One of them jabbed a finger at Magnolia and snapped, "You pretend to be just friends, but your behavior screams otherwise. Are you two fooling anyone?"
Ewing hadn't even gone pale yet.
Magnolia hadn't had a chance to defend herself.
Then the second woman stood up, glaring at them both. "Don't invite me to these things again. Don't talk to me about 'soulmates'—emotional cheating is still cheating!"
I just smiled and kept quiet.
I'd said those exact words more than once myself.

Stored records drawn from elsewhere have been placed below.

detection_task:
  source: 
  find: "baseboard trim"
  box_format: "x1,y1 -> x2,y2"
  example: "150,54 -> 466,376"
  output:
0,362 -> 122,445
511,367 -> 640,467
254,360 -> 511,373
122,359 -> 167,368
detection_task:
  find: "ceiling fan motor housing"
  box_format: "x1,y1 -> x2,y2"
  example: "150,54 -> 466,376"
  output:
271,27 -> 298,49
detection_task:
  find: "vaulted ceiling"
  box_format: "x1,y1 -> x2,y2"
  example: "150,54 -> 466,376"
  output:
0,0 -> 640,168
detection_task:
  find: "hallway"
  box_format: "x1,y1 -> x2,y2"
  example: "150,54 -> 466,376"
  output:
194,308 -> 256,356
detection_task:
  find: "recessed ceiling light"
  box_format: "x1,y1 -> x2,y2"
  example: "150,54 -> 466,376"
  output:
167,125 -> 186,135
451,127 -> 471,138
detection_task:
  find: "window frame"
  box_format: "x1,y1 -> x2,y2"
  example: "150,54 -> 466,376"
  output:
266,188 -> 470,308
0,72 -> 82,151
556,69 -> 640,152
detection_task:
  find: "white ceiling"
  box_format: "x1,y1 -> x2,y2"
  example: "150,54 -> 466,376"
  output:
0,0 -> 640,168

Every time, before Magnolia could say anything, Ewing would jump in to shield her, and every time, something sharp and sour twisted inside me.

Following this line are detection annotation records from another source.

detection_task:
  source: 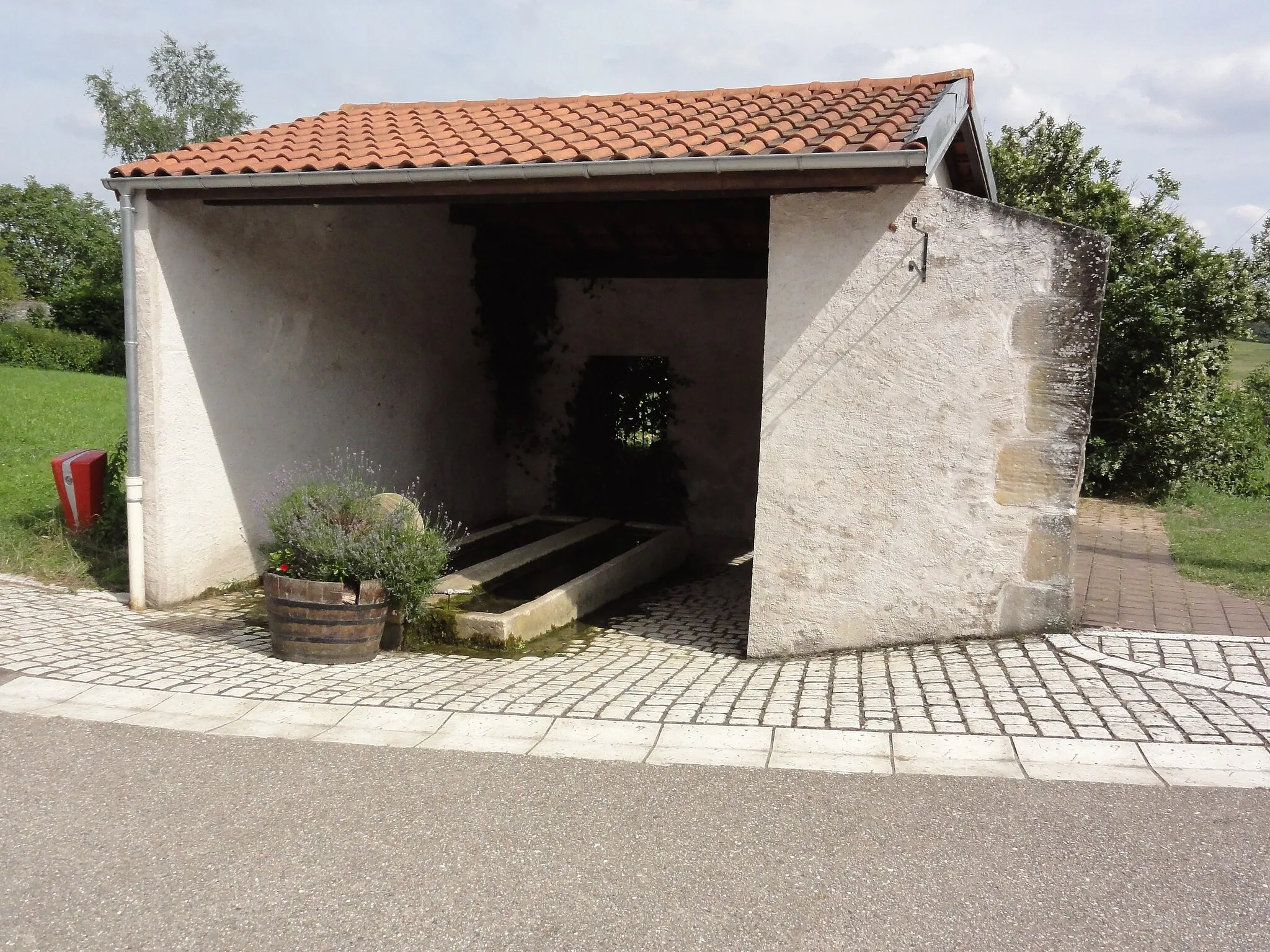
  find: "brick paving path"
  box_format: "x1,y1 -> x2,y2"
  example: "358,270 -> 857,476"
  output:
1076,499 -> 1270,638
0,548 -> 1270,745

It's not that it doesn't hurt anymore—it's just that, after being cut so many times, scars have formed.
Melvin's good intentions in arranging this gathering were wasted in the end.
I took the subway home, heading left, while they drove off to the right. None of us looked back.
Out of everyone, I was the one most on the outside.
A faint, hollow ache drifted through me.
It was like packing away something you never really wanted to let go of, tucking it away in some forgotten storage room.
It existed, but it was never good. And it would never be again.
…
My train reached the station.
I walked home slowly, the chilly wind making me shiver. A single leaf broke free and spiraled down from a branch.
Its fall was natural, but absolute.
A sign that something was ending.
Maybe it was finally time to let Ewing go.
I was thinking about how I'd say it.
But when I opened the door, I found him already inside, sitting quietly.
For once, Ewing spoke first. "You seemed to be in a good mood while I was away."
"Yeah, you were busy, and so was I."
He sounded like he was picking a fight, but I didn't want to argue.
"It was Magnolia who insisted on coming."
His tone caught me off guard, and all at once I realized—he was trying to explain.
In the past, whenever he and Magnolia were together, I'd be eaten up with jealousy and anxiety. Now, I felt nothing, but he…
The irony of it almost made me laugh.
"Of course. She's your best friend, after all." I brushed him off, wanting to end the conversation.
But he hesitated, searching for words.
If this were before, I would have been frantic, desperate to get answers.